ダビデは人々の前で正気を失ったふりをし、門の扉に落書きし、よだれをひげに垂らします。
極限の自己防衛。
信仰者がここまで落ちるのか、と感じるかもしれない。
しかし聖書は、“救い”を人の高潔さだけで描かない。
主は、砕けた器をも守り、そこから作り直される。
ただし、これが理想ではない。これは極限の逃走の姿です。主の器が「強い人間」ではなく「守られる人間」であることが示される。

21:14

アキシュは家来に言います。「見よ、この男は気が狂っている。なぜ連れて来たのか。」
敵の王が、敵を“脅威”と見なす前に“危険人物”と見なす。
主は時に、敵の判断を別方向に逸らして守られる。
救いの手段は、こちらの想定を超える。

21:15

アキシュは言います。「私は狂った者が足りないのか。こんな者を連れて来て私の前で狂わせるのか。こんな者が私の家に入るのか。」
こうしてダビデは殺されずに済みます。
だが代価は、屈辱と、恐れの記憶です。
そしてこの章の“影”は残ります。

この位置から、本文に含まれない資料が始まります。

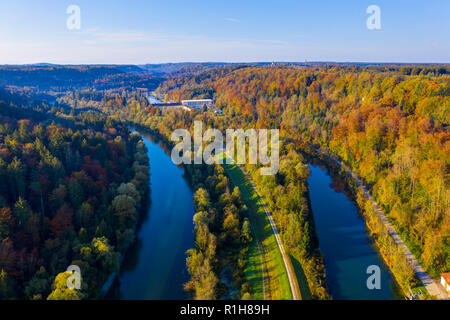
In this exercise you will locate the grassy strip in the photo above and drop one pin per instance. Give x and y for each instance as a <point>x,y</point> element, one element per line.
<point>276,282</point>
<point>303,286</point>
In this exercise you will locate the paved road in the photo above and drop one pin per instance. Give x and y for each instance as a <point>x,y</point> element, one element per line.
<point>429,283</point>
<point>288,266</point>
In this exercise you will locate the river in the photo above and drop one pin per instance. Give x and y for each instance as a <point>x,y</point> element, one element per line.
<point>347,249</point>
<point>154,267</point>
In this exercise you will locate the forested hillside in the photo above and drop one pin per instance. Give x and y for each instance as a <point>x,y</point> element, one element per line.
<point>68,196</point>
<point>389,124</point>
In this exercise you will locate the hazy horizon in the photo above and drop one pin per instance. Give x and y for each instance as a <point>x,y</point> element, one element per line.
<point>154,32</point>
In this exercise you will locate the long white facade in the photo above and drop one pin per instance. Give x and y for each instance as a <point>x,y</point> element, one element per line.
<point>197,104</point>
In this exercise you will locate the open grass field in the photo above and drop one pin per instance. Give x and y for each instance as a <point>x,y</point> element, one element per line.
<point>265,260</point>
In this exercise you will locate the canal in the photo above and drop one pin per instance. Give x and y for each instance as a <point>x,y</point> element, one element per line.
<point>155,265</point>
<point>347,248</point>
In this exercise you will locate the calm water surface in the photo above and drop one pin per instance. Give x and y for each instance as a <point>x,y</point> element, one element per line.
<point>344,243</point>
<point>155,266</point>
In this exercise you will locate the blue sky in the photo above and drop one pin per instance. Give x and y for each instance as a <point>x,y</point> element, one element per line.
<point>147,31</point>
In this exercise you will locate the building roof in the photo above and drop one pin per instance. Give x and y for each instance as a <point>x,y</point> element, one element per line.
<point>446,277</point>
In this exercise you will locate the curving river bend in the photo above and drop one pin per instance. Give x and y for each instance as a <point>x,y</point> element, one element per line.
<point>155,268</point>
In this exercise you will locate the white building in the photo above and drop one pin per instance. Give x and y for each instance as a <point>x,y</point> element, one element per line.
<point>197,104</point>
<point>445,281</point>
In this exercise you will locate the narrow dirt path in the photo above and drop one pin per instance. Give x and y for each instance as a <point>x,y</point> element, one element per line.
<point>429,283</point>
<point>289,270</point>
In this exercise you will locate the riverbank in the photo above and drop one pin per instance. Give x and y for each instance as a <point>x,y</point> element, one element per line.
<point>380,229</point>
<point>276,282</point>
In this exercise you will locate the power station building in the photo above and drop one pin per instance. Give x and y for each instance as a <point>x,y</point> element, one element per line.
<point>197,104</point>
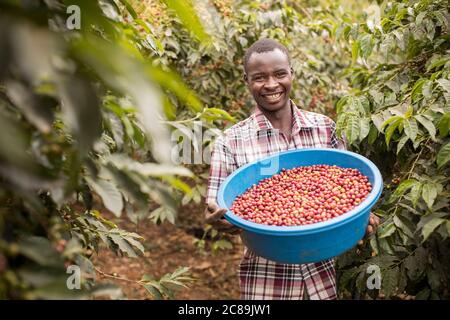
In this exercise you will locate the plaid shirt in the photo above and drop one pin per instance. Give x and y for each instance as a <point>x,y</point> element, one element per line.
<point>250,140</point>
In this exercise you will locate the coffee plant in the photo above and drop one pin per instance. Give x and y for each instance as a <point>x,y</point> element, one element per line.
<point>398,115</point>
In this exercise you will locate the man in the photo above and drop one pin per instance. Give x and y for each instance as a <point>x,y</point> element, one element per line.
<point>276,125</point>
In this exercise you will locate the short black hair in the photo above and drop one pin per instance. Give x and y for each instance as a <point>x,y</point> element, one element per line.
<point>264,45</point>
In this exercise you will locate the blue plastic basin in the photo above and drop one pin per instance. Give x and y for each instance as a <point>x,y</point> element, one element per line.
<point>308,243</point>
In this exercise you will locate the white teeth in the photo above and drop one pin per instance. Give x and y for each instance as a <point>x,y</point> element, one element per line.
<point>273,96</point>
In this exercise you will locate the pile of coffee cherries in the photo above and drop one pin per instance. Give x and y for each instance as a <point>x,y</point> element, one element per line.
<point>303,195</point>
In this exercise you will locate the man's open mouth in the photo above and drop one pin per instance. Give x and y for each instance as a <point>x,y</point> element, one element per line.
<point>273,97</point>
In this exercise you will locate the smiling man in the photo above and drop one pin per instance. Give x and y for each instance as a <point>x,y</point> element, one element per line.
<point>276,125</point>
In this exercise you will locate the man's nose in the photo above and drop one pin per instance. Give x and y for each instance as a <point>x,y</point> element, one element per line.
<point>271,83</point>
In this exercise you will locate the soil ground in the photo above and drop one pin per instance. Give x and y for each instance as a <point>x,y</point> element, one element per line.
<point>167,247</point>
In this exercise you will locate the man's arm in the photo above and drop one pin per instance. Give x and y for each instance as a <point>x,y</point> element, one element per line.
<point>222,164</point>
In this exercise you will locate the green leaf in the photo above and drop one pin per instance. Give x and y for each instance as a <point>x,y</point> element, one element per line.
<point>35,108</point>
<point>415,193</point>
<point>355,51</point>
<point>153,291</point>
<point>80,106</point>
<point>404,225</point>
<point>444,125</point>
<point>373,134</point>
<point>188,16</point>
<point>416,263</point>
<point>217,113</point>
<point>366,45</point>
<point>40,250</point>
<point>394,123</point>
<point>428,125</point>
<point>429,193</point>
<point>411,128</point>
<point>222,244</point>
<point>401,143</point>
<point>389,281</point>
<point>111,197</point>
<point>364,128</point>
<point>430,226</point>
<point>129,8</point>
<point>402,188</point>
<point>147,169</point>
<point>123,245</point>
<point>443,155</point>
<point>423,294</point>
<point>386,231</point>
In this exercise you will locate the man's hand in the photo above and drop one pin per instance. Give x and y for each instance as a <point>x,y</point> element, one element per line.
<point>214,217</point>
<point>374,221</point>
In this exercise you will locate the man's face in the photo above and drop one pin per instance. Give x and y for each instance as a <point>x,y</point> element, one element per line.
<point>269,78</point>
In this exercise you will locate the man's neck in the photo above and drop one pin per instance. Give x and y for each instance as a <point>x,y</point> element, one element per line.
<point>281,119</point>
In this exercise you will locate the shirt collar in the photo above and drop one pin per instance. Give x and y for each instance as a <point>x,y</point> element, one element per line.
<point>299,121</point>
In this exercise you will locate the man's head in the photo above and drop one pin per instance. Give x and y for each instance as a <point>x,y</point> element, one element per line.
<point>268,74</point>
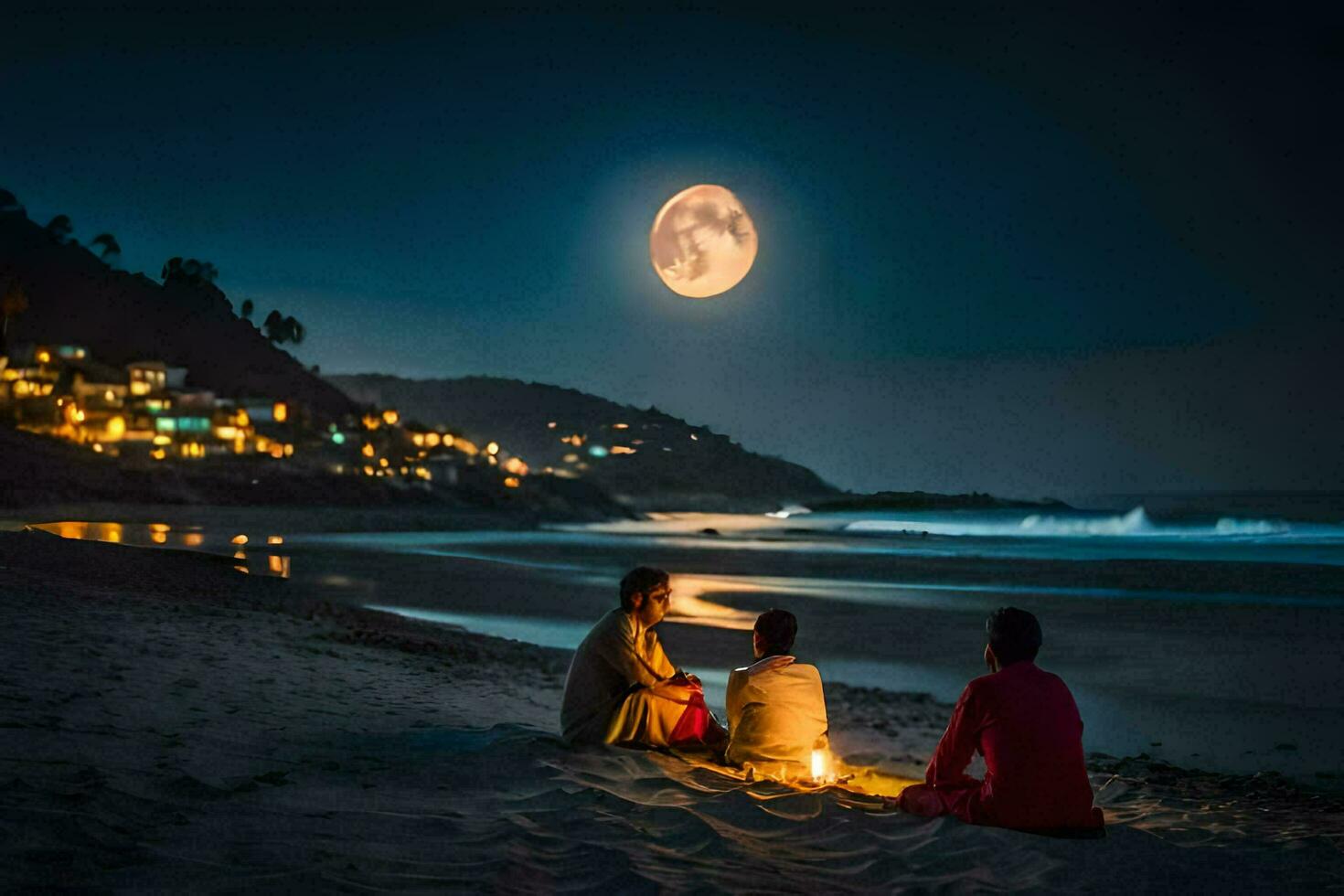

ノブで見た者(ドエグ)がいる。これが次章で爆発します。


テンプルナイトとしての結語

21章は、英雄譚ではありません。逃亡譚です。
しかし、ここにこそ信仰者の現実があります。

  • 主に油注がれた者でも、飢える。
  • 主に愛された者でも、恐れる。
  • 主に選ばれた者でも、言葉を誤り、恥を経験する。

それでもなお、主は守られる。
聖なるパンが与えられ、剣が備えられ、敵地で命が取られない。
主の守りは、“完璧な信仰者”への報酬ではない。
砕けやすい者に注がれる憐れみです。